Shopping for health insurance can be a challenging endeavor. Changing laws and intimidating terminology can quickly dishearten even the savviest of shoppers. But understanding the differences between the various types of insurance plans available is the first step to finding the right plan for you.
'Health maintenance organization' plans, or HMOs, are one of the most common types of insurance plans available. HMOs are popular because they tend to be low maintenance, have lower monthly premiums, and lower co-pays than other types of plans. But in exchange for lower prices, HMOs are far more restrictive than their pricier counterparts.
HMOs reduce costs by working exclusively within a select network of physicians, specialists, hospitals and pharmacies that provide their services at a discounted rate. These close relationships also allow insurance companies to work directly with healthcare providers, making HMOs much easier to manage than other types of plans. Rather than filing lengthy claims forms and managing paperwork, HMO members are only responsible for paying their premiums and co-pays while their insurance provider takes care of the rest.
In return for lower prices and greater convenience, HMO members are required stay within the HMO's network of medical professionals. HMO members must select a primary care physician from within the HMO's network. To see a specialist, HMO members are required to get a referral from their primary care physician first. If an HMO member goes out-of-network for care, they will be responsible for the full cost of that care, without help from their insurance.
An EPO or 'exclusive provider organization' plan has many of the same perks and restrictions as HMO plans. EPOs tend to be cheaper and lower maintenance than other types of plans. They require their members to stay within their network of healthcare providers and will not pay for out-of-network care. But unlike HMOs; EPOs don't require their members to choose a primary care physician and a referral isn't needed to see a specialist. Since EPOs are less restrictive, they are also a bit more expensive than HMOs and may require their members to pay a deductible.

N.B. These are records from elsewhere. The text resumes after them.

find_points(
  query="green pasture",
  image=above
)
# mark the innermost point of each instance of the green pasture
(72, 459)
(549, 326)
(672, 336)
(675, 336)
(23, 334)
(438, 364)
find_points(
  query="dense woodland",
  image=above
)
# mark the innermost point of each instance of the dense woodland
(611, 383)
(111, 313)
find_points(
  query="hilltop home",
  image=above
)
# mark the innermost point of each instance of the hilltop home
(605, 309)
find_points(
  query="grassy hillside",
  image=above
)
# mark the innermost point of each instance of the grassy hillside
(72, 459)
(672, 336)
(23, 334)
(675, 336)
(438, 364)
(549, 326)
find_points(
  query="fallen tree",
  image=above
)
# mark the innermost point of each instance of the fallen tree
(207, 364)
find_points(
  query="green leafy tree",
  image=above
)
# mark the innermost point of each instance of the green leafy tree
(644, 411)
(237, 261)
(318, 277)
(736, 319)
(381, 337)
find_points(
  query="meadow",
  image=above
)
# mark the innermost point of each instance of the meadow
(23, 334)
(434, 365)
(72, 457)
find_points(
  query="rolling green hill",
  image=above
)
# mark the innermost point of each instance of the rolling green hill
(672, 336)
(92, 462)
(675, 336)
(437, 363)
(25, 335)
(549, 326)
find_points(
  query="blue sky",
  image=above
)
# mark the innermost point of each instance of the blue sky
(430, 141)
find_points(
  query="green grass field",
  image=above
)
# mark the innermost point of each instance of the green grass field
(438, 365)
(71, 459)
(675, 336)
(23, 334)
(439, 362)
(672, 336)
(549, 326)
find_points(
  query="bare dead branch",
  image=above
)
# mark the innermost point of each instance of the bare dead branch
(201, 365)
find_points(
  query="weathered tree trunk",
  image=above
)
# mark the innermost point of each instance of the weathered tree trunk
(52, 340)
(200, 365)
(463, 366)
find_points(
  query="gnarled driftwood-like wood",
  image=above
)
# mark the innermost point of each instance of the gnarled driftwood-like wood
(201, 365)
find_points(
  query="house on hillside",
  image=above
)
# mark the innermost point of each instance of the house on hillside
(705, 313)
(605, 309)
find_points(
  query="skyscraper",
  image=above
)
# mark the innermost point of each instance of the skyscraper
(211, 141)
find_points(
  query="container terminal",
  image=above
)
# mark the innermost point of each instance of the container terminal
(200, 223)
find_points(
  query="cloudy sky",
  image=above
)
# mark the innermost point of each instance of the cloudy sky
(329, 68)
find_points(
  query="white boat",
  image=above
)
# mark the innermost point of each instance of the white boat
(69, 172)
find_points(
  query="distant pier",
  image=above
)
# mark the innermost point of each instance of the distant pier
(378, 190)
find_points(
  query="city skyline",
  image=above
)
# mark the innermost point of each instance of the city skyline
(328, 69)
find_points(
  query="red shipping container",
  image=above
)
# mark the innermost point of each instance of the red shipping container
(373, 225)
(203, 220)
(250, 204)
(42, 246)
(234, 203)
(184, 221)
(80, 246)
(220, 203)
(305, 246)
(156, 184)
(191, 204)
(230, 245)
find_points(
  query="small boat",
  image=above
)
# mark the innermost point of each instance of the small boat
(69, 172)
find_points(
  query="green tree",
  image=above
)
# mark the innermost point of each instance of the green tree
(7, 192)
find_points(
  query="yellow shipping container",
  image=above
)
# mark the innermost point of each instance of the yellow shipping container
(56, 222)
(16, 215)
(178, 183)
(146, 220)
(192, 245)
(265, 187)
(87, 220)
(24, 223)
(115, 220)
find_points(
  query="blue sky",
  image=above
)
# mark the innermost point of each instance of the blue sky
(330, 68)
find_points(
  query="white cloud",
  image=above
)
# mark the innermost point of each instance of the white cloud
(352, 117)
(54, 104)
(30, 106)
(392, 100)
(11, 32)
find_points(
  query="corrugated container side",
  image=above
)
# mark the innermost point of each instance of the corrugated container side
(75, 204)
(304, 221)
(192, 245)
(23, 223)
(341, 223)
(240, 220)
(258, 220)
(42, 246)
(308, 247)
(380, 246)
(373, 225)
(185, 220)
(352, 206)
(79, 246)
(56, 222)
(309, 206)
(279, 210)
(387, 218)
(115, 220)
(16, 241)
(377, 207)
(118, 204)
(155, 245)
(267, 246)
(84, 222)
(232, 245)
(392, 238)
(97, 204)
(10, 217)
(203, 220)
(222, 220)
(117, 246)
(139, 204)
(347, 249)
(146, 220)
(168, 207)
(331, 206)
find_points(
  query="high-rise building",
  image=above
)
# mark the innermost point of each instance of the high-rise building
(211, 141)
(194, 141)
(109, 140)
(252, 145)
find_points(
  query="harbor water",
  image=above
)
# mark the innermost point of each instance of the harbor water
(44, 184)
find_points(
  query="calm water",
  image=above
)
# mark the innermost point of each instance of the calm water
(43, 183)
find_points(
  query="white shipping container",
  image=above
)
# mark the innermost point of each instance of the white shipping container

'Preferred provider organization' plans, also known as PPOs, are popular because they provide their members with the greatest amount of freedom over their healthcare decisions. PPO members have the freedom to visit any doctor they wish. They are not required to choose a primary care physician and they can see a specialist without a referral. But PPO plans are far more expensive and difficult to manage than restrictive plans like HMOs.
While PPOs do have a network of preferred healthcare professionals; PPO members have the freedom to get medical care from both in-network and out-of-network providers. Within the PPO's network of healthcare professionals; PPO members can get healthcare at a reduced rate. Insurance providers take care of most of the paperwork; while PPO members are responsible for paying their monthly premiums, co-pay and possibly a deductible. If a member chooses to go out-of-network, their healthcare costs will be higher and the insurer will pay less. They will also be responsible for filing a claim before their insurer pays for out-of-network care.
'Point of service', or POS plans offer many of the same freedoms as PPO plans. They both allow their members to receive in-network and out-of-network care. But POS plans are slightly more restrictive. They require their members to have a primary care physician and a referral before a POS member can go out-of-network. The maximum amount a POS plan will pay for out-of-network care is generally more limited than PPO plans. These tighter restrictions make POS plans a much cheaper choice than PPOs. But POS plans are still far more expensive than HMO and EPO insurance plans.
A 'high deductible health plan' , or HDHP, have much lower premiums than traditional plans in exchange for a higher deductible. Any plan that has a minimum yearly deductible of $1,250 for individuals or $2,500 families qualifies as a high deductible health plan.
To help HDHP members manage healthcare costs; HDHP enrollees are eligible to open a health savings account at any banking institution. The purpose of a health savings account or HSA is to allow HDHP members to save for future medical expenses. Individual HDHP members can save up to $3,250 toward future healthcare expenses, while families can save up to $6,450. Members that are fifty-five or over can add an additional $1,000 to their HSA. All contributions to HSAs are completely tax free unless the money is withdrawn for non-medical expenses.
Catasrophic Health Insurance
Catastrophic plans only cover basic essentials and tend to have low monthly premiums and very high deductibles. These plans are generally marketed toward young adults and are only meant to be used for emergencies.
Catastrophic plans are highly restricted and are normally only available to people under thirty. However, the Affordable Care Act has a provision for people over 30 who qualify for a 'hardship exemption'. During times of crisis , catastrophic insurance can provide affordable emergency health insurance coverage.
Hardship exemptions are available for people are ineligible for other forms of assistance, and who have experienced an unexpected life event such as: a natural disaster, foreclosure, bankruptcy, or suddenly having to care for an aging family member. If you need a hardship exemption, you can apply at healthcare.gov.
Members are required to have a primary care physician and are restricted to three primary care visits per year. Unlike other high deductible plans, catastrophic plans are generally not eligible for financial assistance.
So whether you favor lower costs or lower restrictions; knowing your needs and understanding the basics will help take the pain out of shopping for health insurance.